I went to the Sohemian Society in London last night to hear about “Gay Hussar Nights”.
The evening was billed as two insiders’ journeys through Bollinger Bolshevism with the Rabelaisian Left: “Former Tribune editor and Labour Party National Executive member, turned Al Jazeera TV correspondent Mark Seddon and multi award-winning cartoonist Martin Rowson will chew the cud and spit it all out for your delectation in an evening of downright irreverence and much jocularity all laced through with a healthy contempt for the British political and media establishment.”
And so, indeed, it turned out.
The Gay Hussar is a famed Soho pub that, in pre-Blair days, was the haunt of left wing journalists and politicians.
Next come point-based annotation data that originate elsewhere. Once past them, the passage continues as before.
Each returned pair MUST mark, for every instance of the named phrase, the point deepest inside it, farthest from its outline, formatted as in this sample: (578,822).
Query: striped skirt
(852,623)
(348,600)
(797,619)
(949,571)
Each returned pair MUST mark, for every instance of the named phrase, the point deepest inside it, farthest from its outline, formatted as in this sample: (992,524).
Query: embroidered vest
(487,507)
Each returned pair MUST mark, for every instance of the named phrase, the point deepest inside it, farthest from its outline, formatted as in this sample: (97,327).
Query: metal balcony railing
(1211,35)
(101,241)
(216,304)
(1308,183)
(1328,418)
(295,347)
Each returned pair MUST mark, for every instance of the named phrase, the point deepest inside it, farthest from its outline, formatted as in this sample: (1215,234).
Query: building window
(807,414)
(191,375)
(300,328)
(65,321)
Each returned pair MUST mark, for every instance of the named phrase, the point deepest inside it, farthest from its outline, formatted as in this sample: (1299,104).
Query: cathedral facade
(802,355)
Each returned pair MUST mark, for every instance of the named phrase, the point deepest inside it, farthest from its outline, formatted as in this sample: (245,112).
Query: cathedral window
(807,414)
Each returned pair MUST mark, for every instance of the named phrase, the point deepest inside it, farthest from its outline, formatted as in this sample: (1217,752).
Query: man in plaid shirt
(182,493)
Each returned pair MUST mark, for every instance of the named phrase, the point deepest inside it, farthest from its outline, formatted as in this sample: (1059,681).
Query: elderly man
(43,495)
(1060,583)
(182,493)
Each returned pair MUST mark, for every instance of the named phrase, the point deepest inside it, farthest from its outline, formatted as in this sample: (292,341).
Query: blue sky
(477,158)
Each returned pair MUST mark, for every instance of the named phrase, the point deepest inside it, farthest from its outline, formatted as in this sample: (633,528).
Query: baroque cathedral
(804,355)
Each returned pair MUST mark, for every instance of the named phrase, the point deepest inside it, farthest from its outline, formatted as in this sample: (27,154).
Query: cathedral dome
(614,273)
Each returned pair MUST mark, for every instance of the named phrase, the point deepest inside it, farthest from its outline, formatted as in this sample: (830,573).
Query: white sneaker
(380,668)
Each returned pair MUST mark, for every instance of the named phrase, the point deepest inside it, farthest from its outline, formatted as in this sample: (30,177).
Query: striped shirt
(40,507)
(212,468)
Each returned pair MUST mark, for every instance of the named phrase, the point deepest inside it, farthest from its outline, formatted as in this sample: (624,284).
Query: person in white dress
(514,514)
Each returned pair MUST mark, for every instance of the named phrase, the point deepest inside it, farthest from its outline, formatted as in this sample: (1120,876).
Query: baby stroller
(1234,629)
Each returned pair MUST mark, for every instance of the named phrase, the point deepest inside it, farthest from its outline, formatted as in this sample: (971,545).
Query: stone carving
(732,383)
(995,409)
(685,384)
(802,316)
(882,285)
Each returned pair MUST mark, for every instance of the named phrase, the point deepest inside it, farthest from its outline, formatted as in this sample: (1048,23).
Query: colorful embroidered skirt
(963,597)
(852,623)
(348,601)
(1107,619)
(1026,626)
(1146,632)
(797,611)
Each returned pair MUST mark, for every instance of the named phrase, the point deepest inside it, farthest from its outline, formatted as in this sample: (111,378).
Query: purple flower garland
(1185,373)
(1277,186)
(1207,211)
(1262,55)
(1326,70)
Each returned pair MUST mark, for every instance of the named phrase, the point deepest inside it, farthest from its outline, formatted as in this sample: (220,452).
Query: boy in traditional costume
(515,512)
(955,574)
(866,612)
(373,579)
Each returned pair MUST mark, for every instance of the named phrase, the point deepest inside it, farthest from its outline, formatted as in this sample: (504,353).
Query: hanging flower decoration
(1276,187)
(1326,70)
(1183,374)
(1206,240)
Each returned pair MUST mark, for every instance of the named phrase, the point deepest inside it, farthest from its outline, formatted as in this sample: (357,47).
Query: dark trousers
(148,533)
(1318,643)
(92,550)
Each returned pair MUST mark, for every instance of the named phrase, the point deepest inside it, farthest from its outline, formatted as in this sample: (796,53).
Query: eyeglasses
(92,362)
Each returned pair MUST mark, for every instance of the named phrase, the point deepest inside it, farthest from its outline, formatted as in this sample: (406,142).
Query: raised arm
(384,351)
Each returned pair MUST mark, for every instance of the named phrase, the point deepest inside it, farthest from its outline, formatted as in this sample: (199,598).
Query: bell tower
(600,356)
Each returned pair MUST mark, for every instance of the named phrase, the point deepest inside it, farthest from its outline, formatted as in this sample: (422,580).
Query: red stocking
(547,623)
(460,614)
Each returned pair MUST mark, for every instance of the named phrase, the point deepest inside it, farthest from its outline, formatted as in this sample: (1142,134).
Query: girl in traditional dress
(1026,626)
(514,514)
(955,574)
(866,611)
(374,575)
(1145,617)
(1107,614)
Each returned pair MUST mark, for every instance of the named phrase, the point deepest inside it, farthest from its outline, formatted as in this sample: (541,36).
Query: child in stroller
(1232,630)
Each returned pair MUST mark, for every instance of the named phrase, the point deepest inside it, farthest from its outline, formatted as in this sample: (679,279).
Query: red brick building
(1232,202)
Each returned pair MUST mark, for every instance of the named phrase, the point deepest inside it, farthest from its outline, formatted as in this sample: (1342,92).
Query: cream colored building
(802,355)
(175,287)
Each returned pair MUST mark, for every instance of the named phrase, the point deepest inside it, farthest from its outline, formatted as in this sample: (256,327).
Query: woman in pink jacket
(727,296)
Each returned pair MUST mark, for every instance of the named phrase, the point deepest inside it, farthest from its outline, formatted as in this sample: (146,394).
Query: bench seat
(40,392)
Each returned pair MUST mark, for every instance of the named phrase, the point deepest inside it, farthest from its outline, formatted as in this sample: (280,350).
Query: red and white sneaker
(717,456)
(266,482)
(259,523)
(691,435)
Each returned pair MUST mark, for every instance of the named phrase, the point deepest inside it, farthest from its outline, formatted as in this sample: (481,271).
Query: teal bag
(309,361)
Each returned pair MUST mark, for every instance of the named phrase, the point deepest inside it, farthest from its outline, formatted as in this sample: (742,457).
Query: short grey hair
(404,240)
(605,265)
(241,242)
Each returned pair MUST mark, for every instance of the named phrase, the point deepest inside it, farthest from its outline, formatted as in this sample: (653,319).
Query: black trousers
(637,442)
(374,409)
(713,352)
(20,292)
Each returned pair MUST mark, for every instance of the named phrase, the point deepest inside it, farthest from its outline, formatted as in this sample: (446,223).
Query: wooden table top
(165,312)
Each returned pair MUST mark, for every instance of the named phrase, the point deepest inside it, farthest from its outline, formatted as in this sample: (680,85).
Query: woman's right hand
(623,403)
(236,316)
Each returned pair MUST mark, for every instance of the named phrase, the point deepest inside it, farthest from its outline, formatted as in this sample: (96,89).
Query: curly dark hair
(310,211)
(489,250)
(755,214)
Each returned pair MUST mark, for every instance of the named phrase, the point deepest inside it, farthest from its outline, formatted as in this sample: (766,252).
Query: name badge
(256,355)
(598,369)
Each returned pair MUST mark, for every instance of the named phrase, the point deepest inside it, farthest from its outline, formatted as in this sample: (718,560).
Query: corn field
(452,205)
In the 1960s, the owner threw prominent Labour Party politician George Brown out of the building when, uninvited, he started to feel-up the woman sitting next to him – which was said last night to be “the only known case of a serving Foreign Secretary being thrown out for being drunk and disorderly”.
There were also stories about “the great left wing Labour MP and serial fellationist Tom Driberg” – a gay friend of gangsters the Kray Brothers and rumoured to be a Soviet agent via the Czech intelligence service.
“When Tom got very excited about the swinging sixties,” Martin Rowson said last night, “he tried to entice Mick Jagger to stand as a Labour MP and had dinner with him in the Gay Hussar. Everything was going swimmingly well until he started fondling Mick’s knee and rather blew it, as it were.”
There were two other people at that dinner: Mick’s girlfriend Marianne Faithfull and (the poet) W.H.Auden. While Tom and Mick were talking about Labour Party politics and the coming revolution, W.H.Auden asked Marianne:
“Tell me. Have you ever smuggled drugs into the country?”
To which Marianne mumbled a reply.
“Ever take them up the arse?” asked W.H.Auden
The evening broke up shortly afterwards.
Mark Seddon is a man who obviously shares my taste for the bizarre as, last night, he recommended people should take holidays in the people’s paradise that is North Korea – he has been there seven or eight times. He also told another story about George Brown.
The esteemed Labour politician was at a ball in Lima, Peru. With music playing and, having had quite a few drinks, George Brown was feeling ‘tired and emotional’ and went up to a vision of loveliness in a long gown, saying:
“Beautiful, beautiful lady in the red dress, can I have this next dance?”
To which the reply came: “Certainly not. This is the Peruvian national anthem… and I am the Cardinal Archbishop of Lima.”